The present invention relates to a method of producing workpieces and objects fabricated from materials including non-corrosion-resistant metals and metal alloys which are coated with wear-resistant, non-metallic coatings of nitrides, carbides, borides, oxides or silicides of elements of the fourth to the sixth b subgroup of the Periodic Table of Elements and in which a corrosion-resistant intermediate layer is arranged between the workpiece surface and the wear-resistant, non-metallic coating. In another aspect, the present invention relates to the articles having improved properties.

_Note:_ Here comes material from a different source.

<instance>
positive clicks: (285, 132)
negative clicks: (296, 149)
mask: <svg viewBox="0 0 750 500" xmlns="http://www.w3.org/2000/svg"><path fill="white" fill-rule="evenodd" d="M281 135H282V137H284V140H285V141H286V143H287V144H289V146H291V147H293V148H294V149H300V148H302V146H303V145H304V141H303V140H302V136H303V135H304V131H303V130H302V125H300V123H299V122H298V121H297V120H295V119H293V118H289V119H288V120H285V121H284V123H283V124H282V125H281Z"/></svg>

Workpieces and objects formed of metals and metal alloys exhibiting little resistance to corrosion are increasingly provided for technical and decorative applications with hard, wear-resistant and in some instances also decorative coatings of nitrides, carbides, borides, oxides and silicides of elements of the fourth to the sixth b subgroup of the periodic table such as e.g. titanium, zirconium, vanadium, niobium, tantalum, chromium, molybdenum or tungsten. The application of these coatings takes place in accordance with the so-called PVD method (physical vapor deposition) which is well known in the art (see, for example, Kirk-Other's Encyclopedia of Chemical Technology, Third Edition, Volume 20, pages 42-47 and Volume 23, pages 295-299; these excerpts are entirely incorporated herein by reference). Coatings of titanium nitride and titanium carbide are preferred. As used herein, the expression "PVD" coating or layer is intended to refer to these known coatings or claddings.
However, the coatings produced in this manner have the disadvantage that they are brittle, porous and form microcracks. These layers exhibit a high so-called pinhole density due to their columnar growth. As a result, they do not offer good corrosion protection for the material thereunder, especially since these layers behave in an electrochemically inert manner so that the baser substrata are corrosively dissolved.
DE 38 09 139 (GB 2,218,111) teaches the arranging of a corrosion-resistant, dense layer of a palladium-nickel alloy between the workpiece surface and the PVD coating. This layer prevents the attack of corrosion through the porous PVD coating of the non-corrosion-resistant material of the foundation. In addition, a palladium-nickel layer has the advantage that it is almost as noble as the PVD layer and is therefore also barely attacked electrochemically. However, such layers have the disadvantage that they contain nickel which can act as an initiator of allergies. Palladium can also initiate allergies in some instances. Thus there was a need to avoid nickel and, if possible, palladium as alloy components for objects and workpieces which can come in contact with human skin.
DE 42 17 612, which is not a prior publication, describes metallic workpieces and their production which are provided with a corrosion-resistant underlayer of copper-tin alloys and with a wear-resistant upper layer consisting of metals such as chromium steel, molybdenum or manganese, or oxides, carbides or materials containing other hard substances. They are applied exclusively by means of thermal spraying methods such as flame spraying.
The use of galvanically applied copper-tin alloys as corrosion-resistant coatings is also known from "Ullmanns Encyklopadie der Technischen Chemie", 4th edition, volume 12, pages 190-194.